I was nearly two weeks late, so I already knew the answer, but I took the test anyway, in the bathroom of my dad’s house in Louisiana. We’d driven down from Virginia, two solid days in the car with our children, ages seven and two. My sister drove her two days from Kansas.
The long drive isn’t the only reason our reunions have become increasingly rare. Since I left more than ten years ago, I don’t go home often. Except in dreams.
It was New Year’s Day. Standing there in the dim light, staring at the positive result on the test stick, hearing the competing voices of my sister and children in the next room, I felt as if this might be just another garbled midnight transmission, a dream of that first positive test, eight years ago now, in the bathroom of our first house in South Bend.
The kind of dream in which nothing is as it should be.
I put the test in my suitcase. I had saved the other tests, too, and then the hospital bracelets and striped beanies, the desiccated remains of the umbilical cords. But I already felt sure that this pregnancy would end in a miscarriage. Slidell is not a place of new life for me. It’s an unhappy ending.

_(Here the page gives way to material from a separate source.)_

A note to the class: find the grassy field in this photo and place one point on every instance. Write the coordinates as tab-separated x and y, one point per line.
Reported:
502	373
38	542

On the neutral ground of Virginia, it’s easier, at least in my waking life, to pretend that I am as I should be and that Louisiana is a place of magic and solace, as I wish it was. In these years away I have grown practiced in pretending and forgetting. But with each turn of the wheel toward home, my resolve unspools.
I avoid the friends and family. I haunt schools and church and neighborhood, now inert, outgrown and harmless. I avoid the living; they show me what might have been. Who I might have been. If she had lived.
On the last day of our trip we went to my aunt’s to watch the Saints game. My husband Dave took a picture of her cutting the Mardi Gras season’s first king cake. For the first couple of days back at home in Virginia, I couldn’t keep from staring at that picture, her hands poised above the sparkling green and purple sugar, my sister’s lower body just behind her in the frame, standing just as I do, legs crossed.
It was a game I played that night—to think I’d be a grown woman, still playing such games—pretending my aunt’s home was really my mother’s home, and that my aunt was my mother, that my mother had never gotten cancer.
It was like prayer, or maybe a perversion of prayer, this conjuring of what might have been. I blurred my vision and willed that it be so. I let my aunt hold me close like a child. I sank into her body and listened to her voice vibrating in her chest as she spoke to me kindly and called me baby. I am her daughter, I told myself, visiting with the grandchildren.
She lived. This is her house, with the framed front page of the Times Picayune from when the Saints won the Super Bowl hanging on the living room wall and the gumbo on the stove. My dad asleep in the living room while my niece and daughter play dress up in feather boas and carnival masks. My aunt and sister singing Bon Jovi in the other room. The wine poured in all our cups (well, all but mine, since I was pregnant). Dave smoking cigars with my uncles. And me, a woman with a mother and a refuge.
I had forgotten what it felt like—the feeling that you can sink into someone, that you can rest in their love. For that brief moment it returned to me: Home.
I knew that night that the baby in me would not survive. There was something not right about the way I ached, the intensity of the cramps, the fatigue. I was so, so tired. I stayed there in my aunt’s arms as long as I could. When I walked in the other room I found my sister crying. My head cleared. Here, again, was reality.
This was not our home or a game or even a vision. Here, for us, it is always a funeral.
Before I left town I went by Rouse’s grocery store on Hwy 11 to get some flowers for my mother’s grave. I picked out the tackiest silk Mardi Gras arrangement I could find—all purple, gold, and green glitter. This perpetual funeral might as well be a jazz funeral.
My daughter walked with me to the mausoleum and together we filled the urn and hoisted it up to the top row on that long arm. I pointed out all their graves, my mother’s, my grandmother’s, my grandfather’s, my uncle’s.
This is one of the corporal works of mercy, I told her, visiting the dead, caring for their graves. I did not add, and today it is the only kind of prayer I can manage. It was cold and she skipped on ahead of me to our car, pointed north.